22/02/23

Lisboa Submersa




Diário de Notícias

Em ano de centenário do nascimento do arquiteto Victor Palla, que bom é recordar Lisboa retratada em Lisboa, Cidade Triste e Alegre. Nesse poema gráfico, editado na década de 50 do Séc. XX pelos arquitetos Victor Palla e Manuel Costa Martins, relata-se uma Lisboa debruçada sobre o Tejo, de uma topografia moldada pela força das águas e de gentes umbilicalmente ligadas ao horizonte atlântico.

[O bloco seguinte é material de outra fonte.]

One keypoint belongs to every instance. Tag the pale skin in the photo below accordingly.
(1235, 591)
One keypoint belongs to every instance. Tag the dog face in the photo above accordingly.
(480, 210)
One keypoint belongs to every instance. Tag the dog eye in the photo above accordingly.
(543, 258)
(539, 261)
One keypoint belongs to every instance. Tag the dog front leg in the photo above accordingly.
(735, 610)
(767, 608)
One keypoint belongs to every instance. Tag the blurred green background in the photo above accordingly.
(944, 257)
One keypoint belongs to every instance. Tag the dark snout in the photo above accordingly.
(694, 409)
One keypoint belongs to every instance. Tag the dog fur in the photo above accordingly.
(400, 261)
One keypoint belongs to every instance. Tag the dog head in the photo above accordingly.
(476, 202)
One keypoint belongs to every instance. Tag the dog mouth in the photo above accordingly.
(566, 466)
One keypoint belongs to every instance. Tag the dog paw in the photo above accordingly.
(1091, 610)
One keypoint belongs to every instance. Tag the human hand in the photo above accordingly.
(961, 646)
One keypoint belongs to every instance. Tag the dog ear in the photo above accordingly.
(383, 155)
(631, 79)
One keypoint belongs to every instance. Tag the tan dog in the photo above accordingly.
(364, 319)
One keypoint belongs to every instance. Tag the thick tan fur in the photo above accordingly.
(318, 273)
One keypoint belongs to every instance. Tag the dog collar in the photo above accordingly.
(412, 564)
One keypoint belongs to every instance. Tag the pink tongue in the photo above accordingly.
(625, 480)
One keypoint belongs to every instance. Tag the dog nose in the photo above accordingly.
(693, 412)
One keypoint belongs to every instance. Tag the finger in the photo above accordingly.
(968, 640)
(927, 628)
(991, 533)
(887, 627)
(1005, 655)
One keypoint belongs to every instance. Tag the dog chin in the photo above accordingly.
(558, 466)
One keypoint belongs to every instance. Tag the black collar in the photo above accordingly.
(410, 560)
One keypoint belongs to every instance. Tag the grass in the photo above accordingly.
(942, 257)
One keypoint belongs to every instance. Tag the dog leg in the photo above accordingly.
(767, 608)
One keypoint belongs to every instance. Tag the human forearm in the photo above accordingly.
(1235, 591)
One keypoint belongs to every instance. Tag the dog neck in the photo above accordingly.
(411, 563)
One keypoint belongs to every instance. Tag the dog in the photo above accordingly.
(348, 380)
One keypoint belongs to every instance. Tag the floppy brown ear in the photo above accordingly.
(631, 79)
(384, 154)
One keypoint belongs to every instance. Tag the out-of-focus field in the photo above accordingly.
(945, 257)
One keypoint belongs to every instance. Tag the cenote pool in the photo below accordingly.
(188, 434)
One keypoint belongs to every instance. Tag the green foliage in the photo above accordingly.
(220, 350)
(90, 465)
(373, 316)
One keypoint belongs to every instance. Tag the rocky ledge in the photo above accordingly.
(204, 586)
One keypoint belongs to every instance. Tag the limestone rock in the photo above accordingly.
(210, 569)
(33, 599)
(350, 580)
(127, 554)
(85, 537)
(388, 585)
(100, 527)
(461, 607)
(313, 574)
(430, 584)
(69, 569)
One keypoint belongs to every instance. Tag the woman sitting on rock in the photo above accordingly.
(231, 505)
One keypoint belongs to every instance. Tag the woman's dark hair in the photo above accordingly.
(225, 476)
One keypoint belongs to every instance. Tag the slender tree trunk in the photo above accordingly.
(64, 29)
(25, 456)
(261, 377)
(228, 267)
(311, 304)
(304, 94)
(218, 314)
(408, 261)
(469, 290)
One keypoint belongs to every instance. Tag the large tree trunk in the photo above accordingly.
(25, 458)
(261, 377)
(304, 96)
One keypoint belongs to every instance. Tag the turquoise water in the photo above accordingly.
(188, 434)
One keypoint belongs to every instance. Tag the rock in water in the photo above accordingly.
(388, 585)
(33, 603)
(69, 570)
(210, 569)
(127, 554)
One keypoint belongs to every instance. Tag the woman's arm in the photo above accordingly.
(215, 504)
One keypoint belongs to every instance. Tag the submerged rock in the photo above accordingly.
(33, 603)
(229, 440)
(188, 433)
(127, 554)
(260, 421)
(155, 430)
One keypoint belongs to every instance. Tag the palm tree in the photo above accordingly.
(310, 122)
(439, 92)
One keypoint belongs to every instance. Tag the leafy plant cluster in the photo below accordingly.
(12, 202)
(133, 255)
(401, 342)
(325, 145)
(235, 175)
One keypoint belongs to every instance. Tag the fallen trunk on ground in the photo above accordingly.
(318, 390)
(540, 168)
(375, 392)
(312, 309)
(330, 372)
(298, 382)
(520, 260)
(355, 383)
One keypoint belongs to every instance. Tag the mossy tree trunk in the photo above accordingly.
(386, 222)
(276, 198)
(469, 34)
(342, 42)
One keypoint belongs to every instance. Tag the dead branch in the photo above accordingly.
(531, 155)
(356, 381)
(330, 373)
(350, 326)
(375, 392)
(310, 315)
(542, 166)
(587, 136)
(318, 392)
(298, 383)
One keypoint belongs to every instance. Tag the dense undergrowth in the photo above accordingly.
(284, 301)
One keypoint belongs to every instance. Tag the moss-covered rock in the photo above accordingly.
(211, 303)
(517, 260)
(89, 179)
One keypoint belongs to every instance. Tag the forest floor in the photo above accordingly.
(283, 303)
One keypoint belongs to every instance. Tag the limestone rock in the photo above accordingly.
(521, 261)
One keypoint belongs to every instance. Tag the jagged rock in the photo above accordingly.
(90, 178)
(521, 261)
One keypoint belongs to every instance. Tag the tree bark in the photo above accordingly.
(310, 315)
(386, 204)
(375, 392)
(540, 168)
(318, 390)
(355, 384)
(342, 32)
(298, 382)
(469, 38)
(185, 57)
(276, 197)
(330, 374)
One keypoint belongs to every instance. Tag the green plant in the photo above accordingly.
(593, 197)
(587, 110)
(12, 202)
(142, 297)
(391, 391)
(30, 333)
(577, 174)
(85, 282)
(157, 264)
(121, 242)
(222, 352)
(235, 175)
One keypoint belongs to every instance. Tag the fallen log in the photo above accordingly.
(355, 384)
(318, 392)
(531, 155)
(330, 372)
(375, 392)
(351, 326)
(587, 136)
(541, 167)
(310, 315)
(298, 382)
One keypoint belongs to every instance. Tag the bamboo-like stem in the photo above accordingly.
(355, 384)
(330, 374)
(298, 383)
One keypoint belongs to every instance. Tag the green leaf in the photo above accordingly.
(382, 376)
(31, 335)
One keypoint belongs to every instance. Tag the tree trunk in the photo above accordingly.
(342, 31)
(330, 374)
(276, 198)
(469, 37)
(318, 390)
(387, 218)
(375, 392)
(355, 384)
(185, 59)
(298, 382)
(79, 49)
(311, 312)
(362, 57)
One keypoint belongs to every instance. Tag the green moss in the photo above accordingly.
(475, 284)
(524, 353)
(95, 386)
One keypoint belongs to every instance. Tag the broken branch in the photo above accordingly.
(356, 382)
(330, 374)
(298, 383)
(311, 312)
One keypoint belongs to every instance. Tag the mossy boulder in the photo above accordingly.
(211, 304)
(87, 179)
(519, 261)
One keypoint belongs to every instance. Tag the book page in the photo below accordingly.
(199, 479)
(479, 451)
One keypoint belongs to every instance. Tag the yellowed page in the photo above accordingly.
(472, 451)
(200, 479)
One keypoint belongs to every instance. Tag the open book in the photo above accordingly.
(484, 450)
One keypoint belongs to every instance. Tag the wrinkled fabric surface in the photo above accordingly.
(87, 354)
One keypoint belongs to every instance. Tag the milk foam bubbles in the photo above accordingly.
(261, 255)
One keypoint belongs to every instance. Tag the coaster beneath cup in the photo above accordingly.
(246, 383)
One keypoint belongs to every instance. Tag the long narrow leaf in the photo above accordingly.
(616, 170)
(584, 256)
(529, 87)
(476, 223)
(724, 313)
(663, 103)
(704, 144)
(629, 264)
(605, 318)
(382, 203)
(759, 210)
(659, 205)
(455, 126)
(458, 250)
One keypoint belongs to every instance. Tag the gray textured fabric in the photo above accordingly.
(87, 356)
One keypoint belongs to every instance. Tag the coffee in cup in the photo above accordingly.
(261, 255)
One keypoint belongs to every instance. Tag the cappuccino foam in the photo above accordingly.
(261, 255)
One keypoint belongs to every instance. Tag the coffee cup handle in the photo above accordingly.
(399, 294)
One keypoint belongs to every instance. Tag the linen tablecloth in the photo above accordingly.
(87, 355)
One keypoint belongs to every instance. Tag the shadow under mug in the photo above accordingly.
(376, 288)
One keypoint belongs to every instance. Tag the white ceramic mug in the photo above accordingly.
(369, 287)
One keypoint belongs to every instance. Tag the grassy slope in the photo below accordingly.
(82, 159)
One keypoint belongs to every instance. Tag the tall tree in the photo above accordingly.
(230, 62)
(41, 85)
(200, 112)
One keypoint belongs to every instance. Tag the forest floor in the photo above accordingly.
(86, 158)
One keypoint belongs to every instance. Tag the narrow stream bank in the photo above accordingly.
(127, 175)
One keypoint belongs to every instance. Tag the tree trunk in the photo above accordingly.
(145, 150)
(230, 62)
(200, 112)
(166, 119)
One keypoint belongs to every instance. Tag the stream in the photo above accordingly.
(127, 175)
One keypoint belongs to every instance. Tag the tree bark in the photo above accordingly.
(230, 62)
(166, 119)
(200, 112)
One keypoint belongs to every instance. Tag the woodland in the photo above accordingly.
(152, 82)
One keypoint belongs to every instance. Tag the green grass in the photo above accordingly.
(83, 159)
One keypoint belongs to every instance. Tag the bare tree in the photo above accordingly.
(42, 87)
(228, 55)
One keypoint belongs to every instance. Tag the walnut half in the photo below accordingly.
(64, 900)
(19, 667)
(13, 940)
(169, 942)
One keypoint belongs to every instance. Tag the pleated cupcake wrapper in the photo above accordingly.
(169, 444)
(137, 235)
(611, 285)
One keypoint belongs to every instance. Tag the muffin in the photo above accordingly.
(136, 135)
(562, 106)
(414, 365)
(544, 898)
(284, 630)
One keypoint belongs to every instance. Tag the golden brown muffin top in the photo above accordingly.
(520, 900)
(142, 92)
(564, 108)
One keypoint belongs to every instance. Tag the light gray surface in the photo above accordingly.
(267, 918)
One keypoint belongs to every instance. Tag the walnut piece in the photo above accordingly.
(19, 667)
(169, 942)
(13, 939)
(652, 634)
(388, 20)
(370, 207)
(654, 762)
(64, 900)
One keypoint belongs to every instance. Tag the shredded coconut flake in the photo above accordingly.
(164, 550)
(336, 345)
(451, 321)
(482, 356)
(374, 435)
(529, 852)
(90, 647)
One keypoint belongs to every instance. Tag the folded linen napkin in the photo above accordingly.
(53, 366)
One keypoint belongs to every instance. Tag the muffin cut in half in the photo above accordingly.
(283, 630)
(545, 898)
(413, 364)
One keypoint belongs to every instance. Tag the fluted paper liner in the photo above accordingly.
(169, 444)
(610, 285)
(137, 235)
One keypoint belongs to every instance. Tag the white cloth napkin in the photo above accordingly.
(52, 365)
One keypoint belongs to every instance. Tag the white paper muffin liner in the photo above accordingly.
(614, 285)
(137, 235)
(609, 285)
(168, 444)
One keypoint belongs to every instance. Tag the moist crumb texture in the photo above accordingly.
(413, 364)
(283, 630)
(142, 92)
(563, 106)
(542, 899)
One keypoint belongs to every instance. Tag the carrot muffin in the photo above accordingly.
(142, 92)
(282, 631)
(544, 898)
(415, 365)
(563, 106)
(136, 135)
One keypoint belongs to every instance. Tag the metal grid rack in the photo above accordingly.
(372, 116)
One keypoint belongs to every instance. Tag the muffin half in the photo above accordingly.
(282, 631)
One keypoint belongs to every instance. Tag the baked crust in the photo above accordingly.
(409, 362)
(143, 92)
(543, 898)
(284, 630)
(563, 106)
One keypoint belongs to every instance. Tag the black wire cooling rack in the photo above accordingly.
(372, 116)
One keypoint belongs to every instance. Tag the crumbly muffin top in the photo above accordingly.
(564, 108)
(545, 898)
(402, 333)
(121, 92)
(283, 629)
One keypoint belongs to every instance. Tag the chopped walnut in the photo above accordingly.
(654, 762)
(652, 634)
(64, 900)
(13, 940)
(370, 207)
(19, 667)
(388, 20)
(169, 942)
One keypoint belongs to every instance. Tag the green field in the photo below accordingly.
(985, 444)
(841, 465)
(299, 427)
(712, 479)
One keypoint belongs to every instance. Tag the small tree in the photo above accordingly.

Muitos anos passaram e a "nossa" Lisboa é outra, mais do que nunca, carece de ser mais participada cívica e politicamente na sua transformação. A definição do novo "desenho" do Aeroporto e a sua localização numa perspetiva macro de cidade, o "redesenho" das ciclovias da Almirante Reis e a consolidação do Martim Moniz, a solução para os frequentes problemas de mobilidade urbana e agora o flagelo das recorrentes inundações que colocam em causa a qualidade do planeamento urbano das últimas décadas, são hoje complexidades que as atuais "velocidades contemporâneas" não podem justificar.


Face a estes problemas de escalas diferenciadas, a resposta terá de ocorrer consubstanciada em soluções mais sistémicas no desenho da cidade, no espaço público e no edificado. A área metropolitana de Lisboa tem que mobilizar a sua enorme comunidade que pensa o espaço urbano, onde em particular arquitetos, paisagistas e urbanistas deverão ser chamados de forma responsável a colocar o seu saber e competências em conjunto com os outros intervenientes em prol no desenho do território.


A propósito das cheias de 1967 na cidade de Lisboa, Gonçalo Ribeiro Teles afirmava que "a Cidade e o Campo são construções do homem! Construção sábia é quando em benefício da comunidade ou profundamente negativa quando em benefício de alguns..." e é aqui que reside a chave do processo. A tecnocracia deverá imperar não fundando a resolução através do milagre do agora. É no planeamento estruturado, alicerçado em conhecimentos técnicos e apoiado por vontades políticas que o beneficio se repercutirá em favor da comunidade. Na certeza de que das grandes obras ao impasse inseguro, nesses investimentos, distam poucos centímetros políticos.


As recentes inundações em Lisboa vieram mostrar, mais uma vez, que a população terá que se adaptar aos novos tempos ditados pelas alterações climáticas. A cidade funcionará amiúde em situação de fenómenos extremos, pelo que a resposta imediata tem que se estruturar em soluções flexíveis e humanamente exequíveis, permitindo que agora, arquitetos e engenheiros, finalmente assumam um papel preponderante na qualidade de vida das cidades, cabendo por fim aos políticos delinear esforços para que estes possam executar o planeado.

Acordámos sobre uma Lisboa Submersa de incertezas, tal como a Manhã de Virgílio Ferreira.